TUPPH021	Q-Switch Techniques Implemented at the ELETTRA Storage-Ring Free Electron Laser	360
	F. Curbis, F. Curbis Università degli Studi di Trieste, Trieste M. B. Danailov, G. De Ninno, B. Diviacco, L. Romanzin, M. Trovo ELETTRA, Basovizza, Trieste
	In a storage-ring FEL the gain can be calculated measuring the rise-time of giant pulses, produced by the interaction between the light stored in the optical cavity and an electron beam with low energy-spread (cold beam). This interplay produces the heating of the beam. Therefore, after the generation of a single giant pulse, the overlap between electrons and radiation is periodically prevented for a time necessary to dump the energy spread and recover the cold-beam condition. For this purpose two different methods are implemented at Elettra. In the first, modifying the radio-frequency of the ring, the change of the revolution time of electrons avoids the temporal overlap between the electron beam and the optical field in the mirror cavity. The second method relies on a mechanical gating (chopper) which intercept the light produced during previous interactions, inducing a periodic emptying of the optical cavity. The gain can be also estimated using an indirect formula after measuring the electron-beam energy spread and bunch length.
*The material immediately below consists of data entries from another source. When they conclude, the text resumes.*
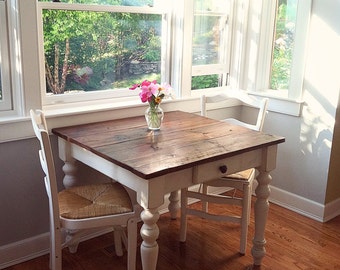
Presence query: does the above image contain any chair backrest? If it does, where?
[201,90,268,131]
[30,110,59,225]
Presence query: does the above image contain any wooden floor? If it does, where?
[7,196,340,270]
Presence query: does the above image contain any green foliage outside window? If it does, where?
[43,10,161,94]
[191,75,219,90]
[270,0,297,90]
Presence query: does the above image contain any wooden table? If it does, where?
[52,111,284,270]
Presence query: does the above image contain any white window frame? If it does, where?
[178,0,237,98]
[0,0,24,117]
[240,0,312,116]
[0,0,13,112]
[37,1,171,109]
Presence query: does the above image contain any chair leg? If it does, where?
[202,184,208,213]
[113,226,123,257]
[240,185,251,255]
[179,188,188,242]
[50,228,62,270]
[127,218,137,270]
[65,230,79,254]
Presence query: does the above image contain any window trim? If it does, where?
[0,0,13,112]
[37,1,171,109]
[240,0,312,116]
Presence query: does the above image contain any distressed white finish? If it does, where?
[180,91,269,254]
[54,110,283,270]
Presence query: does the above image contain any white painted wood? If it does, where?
[30,110,140,270]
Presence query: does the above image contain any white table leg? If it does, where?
[140,208,159,270]
[63,159,77,188]
[168,190,180,219]
[251,171,272,265]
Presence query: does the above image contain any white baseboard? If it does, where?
[0,185,340,269]
[0,228,112,269]
[269,186,340,222]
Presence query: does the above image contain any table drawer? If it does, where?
[193,149,262,183]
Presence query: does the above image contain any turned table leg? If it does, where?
[140,208,159,270]
[251,172,271,265]
[168,190,180,219]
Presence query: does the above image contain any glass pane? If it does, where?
[270,0,298,89]
[43,10,162,94]
[192,16,221,65]
[194,0,229,13]
[192,0,229,65]
[39,0,153,6]
[191,74,220,90]
[0,63,2,100]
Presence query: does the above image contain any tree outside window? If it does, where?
[42,1,162,94]
[270,0,298,90]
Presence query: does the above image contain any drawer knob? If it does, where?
[220,165,228,173]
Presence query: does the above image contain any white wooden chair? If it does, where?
[30,110,141,270]
[180,92,268,254]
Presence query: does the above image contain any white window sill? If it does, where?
[249,91,304,116]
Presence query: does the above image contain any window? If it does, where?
[191,0,231,89]
[0,0,13,111]
[39,0,169,104]
[239,0,311,115]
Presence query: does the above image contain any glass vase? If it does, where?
[145,105,164,130]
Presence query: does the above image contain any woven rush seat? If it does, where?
[58,183,133,219]
[226,168,254,180]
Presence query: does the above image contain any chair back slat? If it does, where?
[30,110,60,229]
[201,90,268,131]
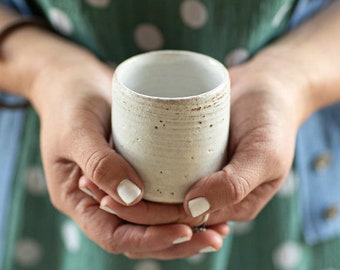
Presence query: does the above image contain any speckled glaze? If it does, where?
[112,51,230,203]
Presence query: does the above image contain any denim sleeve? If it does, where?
[291,0,340,244]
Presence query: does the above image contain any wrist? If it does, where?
[231,51,311,129]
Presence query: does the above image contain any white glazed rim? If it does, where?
[113,50,230,101]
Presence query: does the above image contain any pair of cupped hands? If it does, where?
[29,48,303,259]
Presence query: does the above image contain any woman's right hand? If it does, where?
[24,34,228,259]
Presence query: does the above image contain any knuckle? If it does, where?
[226,168,251,203]
[85,150,111,183]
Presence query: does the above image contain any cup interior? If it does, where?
[116,51,228,98]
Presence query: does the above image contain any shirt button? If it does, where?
[322,205,338,220]
[313,152,332,171]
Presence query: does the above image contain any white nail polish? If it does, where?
[199,246,216,253]
[100,205,117,216]
[117,179,142,205]
[172,236,191,245]
[80,187,96,199]
[188,197,210,218]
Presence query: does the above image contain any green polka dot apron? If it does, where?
[1,0,340,270]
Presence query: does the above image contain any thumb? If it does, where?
[71,129,143,205]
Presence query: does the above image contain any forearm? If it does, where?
[250,1,340,121]
[0,5,109,108]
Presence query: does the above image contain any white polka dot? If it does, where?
[26,167,47,195]
[224,48,249,67]
[273,242,302,270]
[133,260,162,270]
[186,254,206,264]
[272,2,291,27]
[48,8,73,35]
[180,0,208,29]
[61,221,80,252]
[86,0,111,8]
[233,221,254,235]
[106,61,118,69]
[15,238,42,267]
[135,23,163,51]
[277,171,297,197]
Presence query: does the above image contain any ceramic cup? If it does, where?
[112,51,230,203]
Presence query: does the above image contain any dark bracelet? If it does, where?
[0,17,51,60]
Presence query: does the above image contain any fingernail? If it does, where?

In this paper we compare the different techniques mentioned above for the case of the Elettra SR-FEL.
TUPPH044	Free Electron Laser Study of Free Carbon Clusters	423
	C. Spezzani, E. Allaria, F. Curbis, G. De Ninno, B. Diviacco, L. Romanzin, S. Tileva, M. Trovo ELETTRA, Basovizza, Trieste M. Amati, G. Bongiorno, C. Lenardi, T. Mazza, P. Milani, T. A. Mostefaoui, P. Piseri, L. Ravagnan Università degli Studi di Milano, Milano M. Coreno CNR - IMIP, Trieste
	UV absorption from carbon nanoparticles is a very interesting astrophysical topic. The prominent hump centered at 217.5nm is the most dominant feature in the interstellar extinction curve and also the most controversial and a long-standing problem in astrophysics. Actual models lack of experimental data about carbon dust in gas phase. At the University of Milano an experimental set-up based on a PulsedμPlasma Source has been developed for the investigation of free clusters at the Elettra Gas Phase beamline (CESyRA: Cluster Experiments with Synctrotron RAdiation). The cluster source produces very intense cluster beams with tunable size distribution. The design of the apparatus is extended with a chamber for gas phase reaction (water vapor, CO, H2…) providing a unique opportunity to study the gas phase properties of carbonaceous particles in different environment. We plan to investigate Resonant Raman scattering of free carbon particles tuning the high brilliance UV/VIS storage ring FEL of ELETTRA across the region of 217nm where the UV absorption hump in astrophysical data is observed and where a number of electronic transitions exist for variable size linear carbon chains.